Vasquez’siz Club Brugge tıpkı Sosa’sız Beşiktaş gibi çok boyutlu oynayamıyor. Dün maç başladığında takvim yaprakları 2015 yılını gösterse de Brugge’ün ilk yarı boyunca oynadığı futbol daha çok 1990 Dünya Kupası model futboldu: Sürekli hedef santrfor pivot De Sutter’e şişir, indirdiği toplarda baskı yapmaya çalış. Belçika ekibi, daha ilk 5 dakikada De Sutter’e havadan 5 top şişirdi. Onun dışında bir de sürekli karambol kovaladı, De Sutter ilk 45’te topa dokunduğunun neredeyse yarısı kadar da faul yaptı!
Beşiktaş ilk yarıda rakibinin bu tek boyutlu oyununu iyi savundu ancak tıpkı Sivas maçında olduğu gibi hücumda yeteri kadar organize olamadı. Demba Ba orta sahaya gereğinden fazla geldi ya da gelmek zorunda kaldı. Töre hareketli ama dağınık, Olcay ise hem hareketsiz hem de çok dağınıktı. Son haftalarda sanki sahici Olcay gitmiş yerine Olcay kılığına girmiş alelade bir oyuncu gelmiş gibi... İlk 45 boyunca sadece 18 kez topla buluşması, Olcay’daki bu aşırı düşüşün en acı göstergesi. Oğuzhan’ın ise ilk yarı boyunca pas isabet oranında % 70’i bile bulamamış olması Atiba-Sosa yokken Beşiktaş’ın bir türlü hücum sürekliliğini sağlayamayıp oyun temposunu dikte edememesinin en önemli sebeplerinden birisi.

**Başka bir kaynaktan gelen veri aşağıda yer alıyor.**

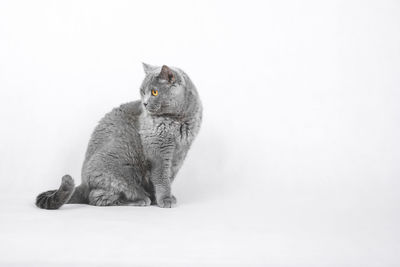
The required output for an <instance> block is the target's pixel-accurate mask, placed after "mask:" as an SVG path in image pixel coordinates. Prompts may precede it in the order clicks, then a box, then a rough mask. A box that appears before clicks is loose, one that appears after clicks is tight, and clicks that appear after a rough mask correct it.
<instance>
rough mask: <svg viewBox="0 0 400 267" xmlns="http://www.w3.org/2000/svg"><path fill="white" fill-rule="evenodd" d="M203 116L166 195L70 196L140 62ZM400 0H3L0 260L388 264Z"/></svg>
mask: <svg viewBox="0 0 400 267" xmlns="http://www.w3.org/2000/svg"><path fill="white" fill-rule="evenodd" d="M142 61H144V62H147V63H150V64H154V65H163V64H167V65H171V66H177V67H180V68H182V69H184V70H185V71H186V72H187V73H188V74H189V75H190V77H191V78H192V80H193V81H194V83H195V84H196V86H197V87H198V90H199V93H200V95H201V98H202V101H203V105H204V122H203V125H202V129H201V132H200V134H199V136H198V138H197V140H196V141H195V143H194V145H193V147H192V149H191V151H190V152H189V156H188V158H187V160H186V162H185V164H184V166H183V168H182V170H181V172H180V173H179V175H178V178H177V180H176V182H175V184H174V186H173V191H174V193H175V195H176V196H177V198H178V203H179V205H178V206H177V207H176V208H175V209H168V210H164V209H159V208H157V207H148V208H135V207H110V208H96V207H90V206H84V205H66V206H64V207H63V208H62V209H60V210H58V211H46V210H39V209H37V208H36V207H35V206H34V204H33V203H34V198H35V196H36V195H37V194H38V193H40V192H42V191H44V190H48V189H54V188H57V187H58V185H59V183H60V179H61V176H62V175H64V174H66V173H69V174H71V175H72V176H73V177H74V178H75V181H76V182H77V183H79V181H80V168H81V164H82V161H83V156H84V153H85V150H86V145H87V142H88V139H89V136H90V134H91V131H92V130H93V128H94V127H95V125H96V123H97V122H98V121H99V119H100V118H101V117H102V116H103V115H104V114H105V113H106V112H108V111H110V110H111V109H112V108H113V107H115V106H118V105H119V104H121V103H124V102H128V101H132V100H136V99H138V98H139V90H138V89H139V86H140V83H141V81H142V79H143V77H144V73H143V70H142V66H141V62H142ZM399 71H400V3H399V2H398V1H329V2H328V1H326V2H323V1H303V2H300V1H270V2H268V1H258V2H256V1H241V2H239V1H218V2H217V1H216V2H213V1H109V2H104V1H1V2H0V122H1V129H0V140H1V141H0V151H1V154H0V187H1V196H0V198H1V202H0V251H1V252H0V265H4V266H9V265H12V266H19V265H28V264H29V265H30V266H32V265H34V264H36V265H38V266H45V265H49V266H63V265H65V266H69V265H71V264H72V265H79V264H81V265H84V266H88V265H93V266H98V265H99V264H102V265H104V266H117V264H119V265H121V266H122V265H126V266H133V265H134V264H138V265H141V266H153V265H154V266H161V265H163V266H197V265H198V266H222V265H225V266H235V265H237V266H264V265H266V266H398V265H400V258H399V255H400V231H399V223H400V217H399V216H400V215H399V212H400V210H399V200H400V197H399V193H400V188H399V186H400V182H399V175H400V164H399V160H400V142H399V136H400V108H399V101H400V73H399Z"/></svg>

2. yarıda Beşiktaş, Gökhan Töre’nin bir anda bireysel parlak yeteneğini konuşturması sayesinde öne geçti. 1-0’dan sonra Brugge bir süre bocaladı. O 15 dakikalık periyotta Beşiktaş ilk maçtan turun kapısını ardına kadar açacak sayıda pozisyon da buldu. Ancak Demba Ba da takımdaki birçok oyuncu gibi ruhsal kondisyon düşüklüğünden mustarip.
Beşiktaş tam kontrolü ve avantajı ele geçirdiği o 15 dakikada büyük bir fırsatı elinin tersiyle itti. Preudhomme, Oulare’yi alıp çift santrfora dönerek oyunu önce dengeledi sonra da Brugge’ün oyun üstünlüğünü ele geçirmesini sağladı. Biliç ise bu kilit hamleye karşılık vermekte gecikti. Olcay’ın bu halsizliği ve dağınıklıyla bu kadar uzun süre sahada tutulması hataydı. Kaleci Cenk’in hataları can sıkıcı. Serdar Kurtuluş’un penaltıda yaptığı dengesiz müdahale uzun süredir yaptığı ilk büyük hata.

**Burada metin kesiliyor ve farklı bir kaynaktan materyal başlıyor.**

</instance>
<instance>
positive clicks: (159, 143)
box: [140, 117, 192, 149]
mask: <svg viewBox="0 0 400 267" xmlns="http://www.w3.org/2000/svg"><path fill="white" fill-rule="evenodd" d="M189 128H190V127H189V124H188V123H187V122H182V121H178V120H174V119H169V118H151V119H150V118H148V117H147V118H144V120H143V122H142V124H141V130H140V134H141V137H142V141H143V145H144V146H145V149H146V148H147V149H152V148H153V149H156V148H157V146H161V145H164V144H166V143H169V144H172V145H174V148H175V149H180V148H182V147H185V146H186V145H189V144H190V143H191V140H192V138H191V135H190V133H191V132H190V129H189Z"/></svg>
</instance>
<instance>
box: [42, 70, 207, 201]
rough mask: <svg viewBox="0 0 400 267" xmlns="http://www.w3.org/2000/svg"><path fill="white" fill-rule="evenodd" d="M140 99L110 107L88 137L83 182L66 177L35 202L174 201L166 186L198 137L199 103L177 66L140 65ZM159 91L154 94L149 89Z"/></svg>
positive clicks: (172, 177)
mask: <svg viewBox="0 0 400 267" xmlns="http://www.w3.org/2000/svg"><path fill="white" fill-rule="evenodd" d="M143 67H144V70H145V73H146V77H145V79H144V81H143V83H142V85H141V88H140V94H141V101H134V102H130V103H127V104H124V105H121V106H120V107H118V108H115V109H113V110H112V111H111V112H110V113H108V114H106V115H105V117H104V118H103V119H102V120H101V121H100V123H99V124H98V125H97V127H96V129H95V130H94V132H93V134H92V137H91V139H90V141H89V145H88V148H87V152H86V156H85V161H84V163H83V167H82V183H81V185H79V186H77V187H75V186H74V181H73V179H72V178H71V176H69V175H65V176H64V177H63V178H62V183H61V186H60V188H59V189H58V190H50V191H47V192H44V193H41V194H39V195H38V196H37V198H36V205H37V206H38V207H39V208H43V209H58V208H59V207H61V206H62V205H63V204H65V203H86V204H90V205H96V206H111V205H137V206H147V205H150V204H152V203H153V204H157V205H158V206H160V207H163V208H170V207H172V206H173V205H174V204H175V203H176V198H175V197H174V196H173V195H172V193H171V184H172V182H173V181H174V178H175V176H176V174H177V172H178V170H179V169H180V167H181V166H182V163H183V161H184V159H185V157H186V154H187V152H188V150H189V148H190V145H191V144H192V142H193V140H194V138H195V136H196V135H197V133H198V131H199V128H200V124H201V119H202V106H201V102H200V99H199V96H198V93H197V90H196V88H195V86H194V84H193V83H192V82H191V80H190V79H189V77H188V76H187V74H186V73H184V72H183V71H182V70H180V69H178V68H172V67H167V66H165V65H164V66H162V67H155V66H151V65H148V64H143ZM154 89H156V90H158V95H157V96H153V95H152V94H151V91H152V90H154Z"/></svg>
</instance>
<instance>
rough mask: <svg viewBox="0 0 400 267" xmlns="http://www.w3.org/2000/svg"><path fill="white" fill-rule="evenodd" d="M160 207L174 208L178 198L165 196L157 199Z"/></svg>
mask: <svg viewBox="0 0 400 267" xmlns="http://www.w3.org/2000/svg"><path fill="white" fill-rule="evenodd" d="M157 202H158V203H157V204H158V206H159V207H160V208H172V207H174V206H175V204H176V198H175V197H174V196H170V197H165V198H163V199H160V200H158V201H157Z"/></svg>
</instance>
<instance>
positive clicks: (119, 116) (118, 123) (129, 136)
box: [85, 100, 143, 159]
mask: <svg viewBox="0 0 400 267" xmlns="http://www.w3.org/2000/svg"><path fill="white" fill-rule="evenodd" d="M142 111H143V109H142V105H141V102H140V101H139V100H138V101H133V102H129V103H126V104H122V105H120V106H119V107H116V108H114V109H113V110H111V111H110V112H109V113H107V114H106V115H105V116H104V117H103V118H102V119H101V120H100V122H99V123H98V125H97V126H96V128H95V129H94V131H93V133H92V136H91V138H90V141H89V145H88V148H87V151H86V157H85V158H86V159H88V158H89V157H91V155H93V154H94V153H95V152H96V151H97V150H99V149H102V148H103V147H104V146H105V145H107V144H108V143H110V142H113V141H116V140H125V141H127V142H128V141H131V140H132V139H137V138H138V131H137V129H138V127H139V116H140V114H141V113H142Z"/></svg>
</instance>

Sonuç çok kötü değil ancak oyun özellikle 60’tan sonra kötü. Tamam Beşiktaş sezonu Temmuz’da açtı, normal olarak da ekstradan yoruldu. Ancak daha sezonun bitmesine çok var. Hedeflere ulaşmak adına sezon kısmen yeni başlıyor gibi. Beşiktaş ve Biliç’in de önümüzdeki ilk maçtan itibaren kendisini resetleyip sezon başı ayarlarına dönmesi şart. O zaman bu tur geçilir, yola devam edilir.